17β-Estradiol Prevents Early-Stage Atherosclerosis in Estrogen Receptor-Alpha Deficient Female Mice

Abstract

Estrogen is atheroprotective and a high-affinity ligand for both known estrogen receptors, ERα and ERβ. However, the role of the ERα in early-stage atherosclerosis has not been directly investigated and is incompletely understood. ERα-deficient (ERα−/−) and wild-type (ERα+/+) female mice consuming an atherogenic diet were studied concurrent with estrogen replacement to distinguish the actions of 17β-estradiol (E₂) from those of ERα on the development of early atherosclerotic lesions. Mice were ovariectomized and implanted with subcutaneous slow-release pellets designed to deliver 6 or 8 μg/day of exogenous 17β-estradiol (E₂) for a period of up to 4 months. Ovariectomized mice (OVX) with placebo pellets (E₂-deficient controls) were compared to mice with endogenous E₂ (intact ovaries) and exogenous E₂. Aortas were analyzed for lesion area, number, and distribution. Lipid and hormone levels were also determined. Compared to OVX, early lesion development was significantly (p < 0.001) attenuated by E₂ with 55–64% reduction in lesion area by endogenous E₂ and >90% reduction by exogenous E₂. Compared to OVX, a decline in lesion number (2- to 4-fold) and lesser predilection (~4-fold) of lesion formation in the proximal aorta also occurred with E₂. Lesion size, development, number, and distribution inversely correlated with circulating plasma E₂ levels.
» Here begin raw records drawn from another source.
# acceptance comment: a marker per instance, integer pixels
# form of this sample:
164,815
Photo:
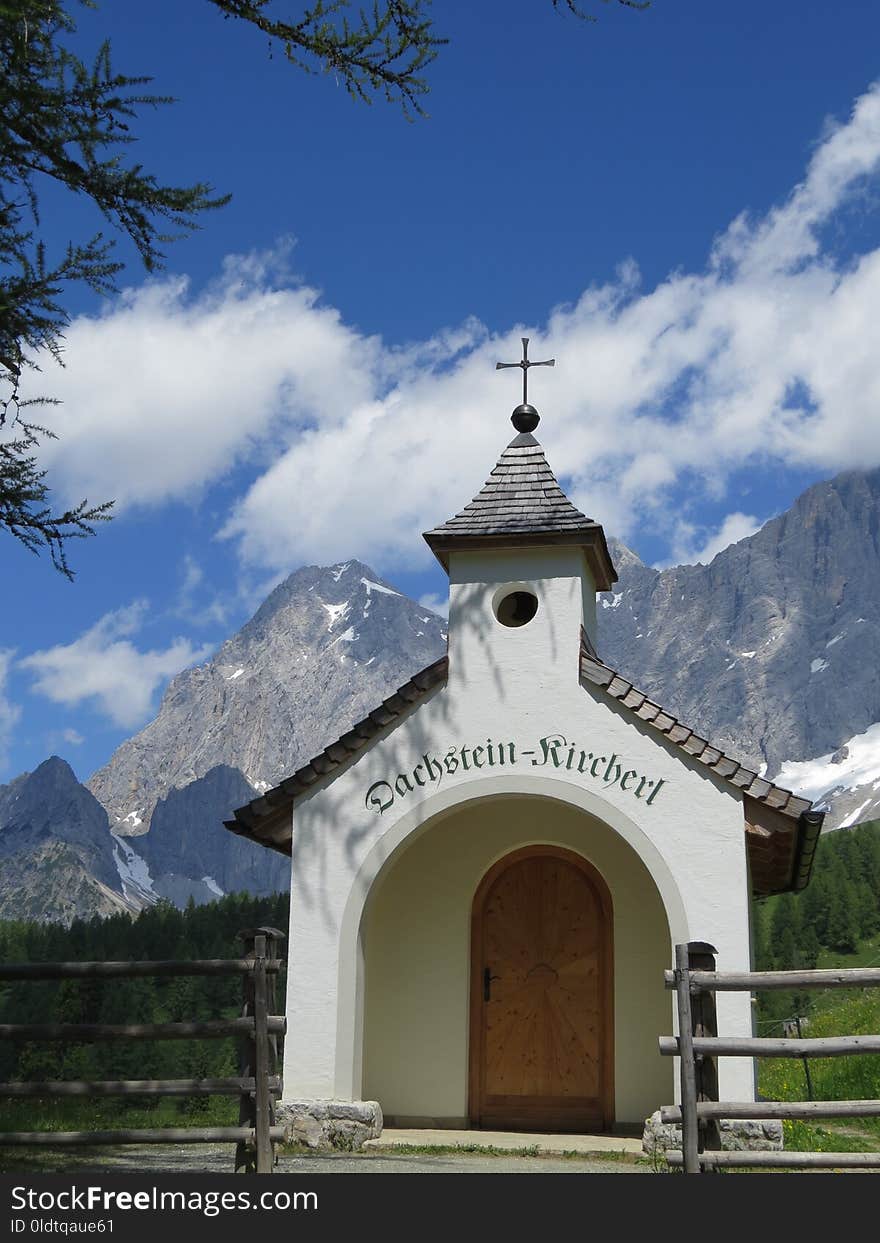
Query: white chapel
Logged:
489,873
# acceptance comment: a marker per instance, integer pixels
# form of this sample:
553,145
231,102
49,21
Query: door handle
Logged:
487,977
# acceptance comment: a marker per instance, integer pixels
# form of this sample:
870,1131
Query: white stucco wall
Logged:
507,690
418,939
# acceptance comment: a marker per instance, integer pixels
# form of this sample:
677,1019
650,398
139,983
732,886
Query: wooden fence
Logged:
699,1045
259,1031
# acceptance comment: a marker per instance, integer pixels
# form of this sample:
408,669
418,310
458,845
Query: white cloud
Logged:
767,356
105,668
435,603
190,603
689,550
9,711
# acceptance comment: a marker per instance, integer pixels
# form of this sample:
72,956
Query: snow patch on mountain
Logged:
336,612
377,587
855,763
137,883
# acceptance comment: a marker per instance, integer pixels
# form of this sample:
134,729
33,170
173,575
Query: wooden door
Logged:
541,996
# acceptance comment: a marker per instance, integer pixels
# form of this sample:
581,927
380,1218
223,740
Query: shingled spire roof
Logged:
522,504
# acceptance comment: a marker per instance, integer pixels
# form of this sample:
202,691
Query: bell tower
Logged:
525,567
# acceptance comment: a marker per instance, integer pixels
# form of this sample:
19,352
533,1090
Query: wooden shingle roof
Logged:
522,504
782,830
267,819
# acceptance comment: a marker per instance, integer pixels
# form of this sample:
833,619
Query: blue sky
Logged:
680,204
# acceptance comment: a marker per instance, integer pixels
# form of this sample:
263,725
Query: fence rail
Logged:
259,1031
699,1045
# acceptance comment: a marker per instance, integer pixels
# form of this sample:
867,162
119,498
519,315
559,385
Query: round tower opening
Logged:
515,605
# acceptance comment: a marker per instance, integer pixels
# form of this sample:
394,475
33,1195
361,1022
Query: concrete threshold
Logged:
511,1141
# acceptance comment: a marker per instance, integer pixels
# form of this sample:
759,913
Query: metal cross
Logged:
526,363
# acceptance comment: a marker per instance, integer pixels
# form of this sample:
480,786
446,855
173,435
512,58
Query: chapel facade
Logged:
490,870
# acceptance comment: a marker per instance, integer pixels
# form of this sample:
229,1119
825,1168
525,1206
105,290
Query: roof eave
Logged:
592,540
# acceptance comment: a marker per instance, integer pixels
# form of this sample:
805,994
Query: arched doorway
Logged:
542,1031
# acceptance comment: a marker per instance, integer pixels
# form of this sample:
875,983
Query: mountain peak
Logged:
322,650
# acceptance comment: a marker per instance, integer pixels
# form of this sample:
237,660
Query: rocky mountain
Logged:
322,650
773,649
56,850
189,855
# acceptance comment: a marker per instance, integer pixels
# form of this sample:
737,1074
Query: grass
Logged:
490,1150
111,1113
833,1012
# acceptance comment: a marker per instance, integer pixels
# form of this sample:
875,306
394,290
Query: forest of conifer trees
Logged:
833,917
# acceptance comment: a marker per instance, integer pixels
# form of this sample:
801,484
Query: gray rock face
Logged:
773,649
56,853
188,850
323,649
736,1135
343,1125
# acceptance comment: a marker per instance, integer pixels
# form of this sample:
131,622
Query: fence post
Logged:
259,1053
701,957
689,1119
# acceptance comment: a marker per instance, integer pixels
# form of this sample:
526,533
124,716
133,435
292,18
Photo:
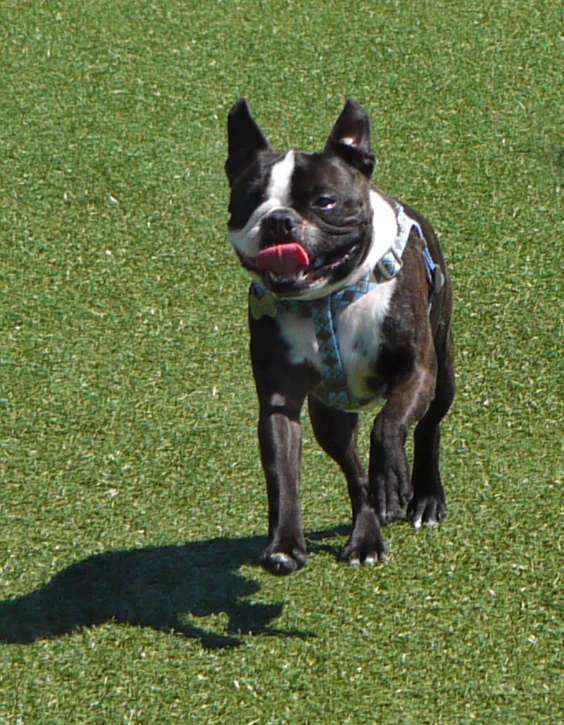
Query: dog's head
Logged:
300,223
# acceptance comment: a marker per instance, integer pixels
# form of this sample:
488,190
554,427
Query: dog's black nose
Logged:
280,226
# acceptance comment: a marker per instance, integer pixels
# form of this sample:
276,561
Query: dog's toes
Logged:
281,564
356,554
426,511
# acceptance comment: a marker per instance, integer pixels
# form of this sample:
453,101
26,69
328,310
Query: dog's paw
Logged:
392,496
281,563
426,510
366,545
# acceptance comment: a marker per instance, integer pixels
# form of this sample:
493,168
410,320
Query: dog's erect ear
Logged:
244,137
350,138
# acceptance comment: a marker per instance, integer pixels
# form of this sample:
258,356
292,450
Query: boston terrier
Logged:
350,308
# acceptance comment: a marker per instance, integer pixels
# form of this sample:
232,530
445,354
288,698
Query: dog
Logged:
350,307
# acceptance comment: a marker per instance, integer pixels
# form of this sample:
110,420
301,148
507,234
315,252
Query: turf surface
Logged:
132,506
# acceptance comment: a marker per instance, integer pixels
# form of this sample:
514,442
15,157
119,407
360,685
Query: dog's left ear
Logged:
350,138
245,139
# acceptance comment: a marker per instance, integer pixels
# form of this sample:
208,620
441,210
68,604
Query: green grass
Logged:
132,505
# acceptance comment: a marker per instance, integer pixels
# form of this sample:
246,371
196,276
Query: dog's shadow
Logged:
164,588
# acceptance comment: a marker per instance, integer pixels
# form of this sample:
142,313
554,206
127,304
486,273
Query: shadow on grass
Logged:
160,587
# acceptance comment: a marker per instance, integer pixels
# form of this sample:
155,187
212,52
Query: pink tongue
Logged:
285,260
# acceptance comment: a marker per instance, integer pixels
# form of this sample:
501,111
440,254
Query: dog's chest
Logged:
359,334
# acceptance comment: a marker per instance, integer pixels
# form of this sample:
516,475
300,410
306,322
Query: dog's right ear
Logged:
245,139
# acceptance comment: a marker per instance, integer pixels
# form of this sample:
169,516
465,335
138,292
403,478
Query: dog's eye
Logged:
324,202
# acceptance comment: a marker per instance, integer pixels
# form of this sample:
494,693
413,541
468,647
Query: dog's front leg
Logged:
389,475
280,438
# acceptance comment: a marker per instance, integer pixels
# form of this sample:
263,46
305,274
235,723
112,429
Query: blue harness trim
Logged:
334,390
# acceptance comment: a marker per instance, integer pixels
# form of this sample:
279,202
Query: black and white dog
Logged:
350,306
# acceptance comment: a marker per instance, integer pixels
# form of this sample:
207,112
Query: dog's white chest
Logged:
359,332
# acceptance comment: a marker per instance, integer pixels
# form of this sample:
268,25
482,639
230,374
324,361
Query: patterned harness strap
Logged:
334,390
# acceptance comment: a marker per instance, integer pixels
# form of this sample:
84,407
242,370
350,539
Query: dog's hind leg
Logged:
336,433
428,505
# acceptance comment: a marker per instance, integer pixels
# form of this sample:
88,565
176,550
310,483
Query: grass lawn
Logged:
132,504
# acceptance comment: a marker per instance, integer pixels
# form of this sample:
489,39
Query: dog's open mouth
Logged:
288,269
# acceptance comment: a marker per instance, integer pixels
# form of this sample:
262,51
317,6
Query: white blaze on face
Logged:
278,196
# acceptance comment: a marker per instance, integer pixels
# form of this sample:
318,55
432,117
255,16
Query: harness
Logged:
324,312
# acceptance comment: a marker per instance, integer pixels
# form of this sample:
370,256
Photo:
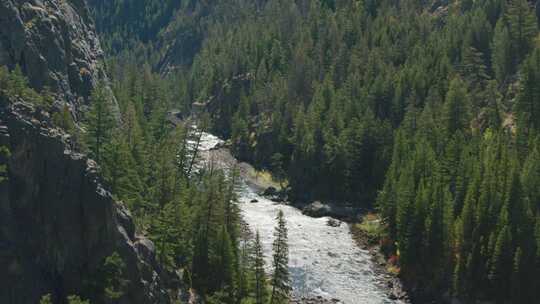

However, atheroprotection was independent of ERα status, and E₂ athero-protection in both genotypes was not explained by changes in plasma lipid levels (total cholesterol, triglyceride, and high-density lipoprotein cholesterol). The ERα is not essential for endogenous/exogenous E₂-mediated protection against early-stage atherosclerosis. These observations have potentially significant implications for understanding the molecular and cellular mechanisms and timing of estrogen action in different estrogen receptor (ER) deletion murine models of atherosclerosis, as well as implications to human studies of ER polymorphisms and lipid metabolism. Our findings may contribute to future improved clinical decision-making concerning the use of hormone therapy.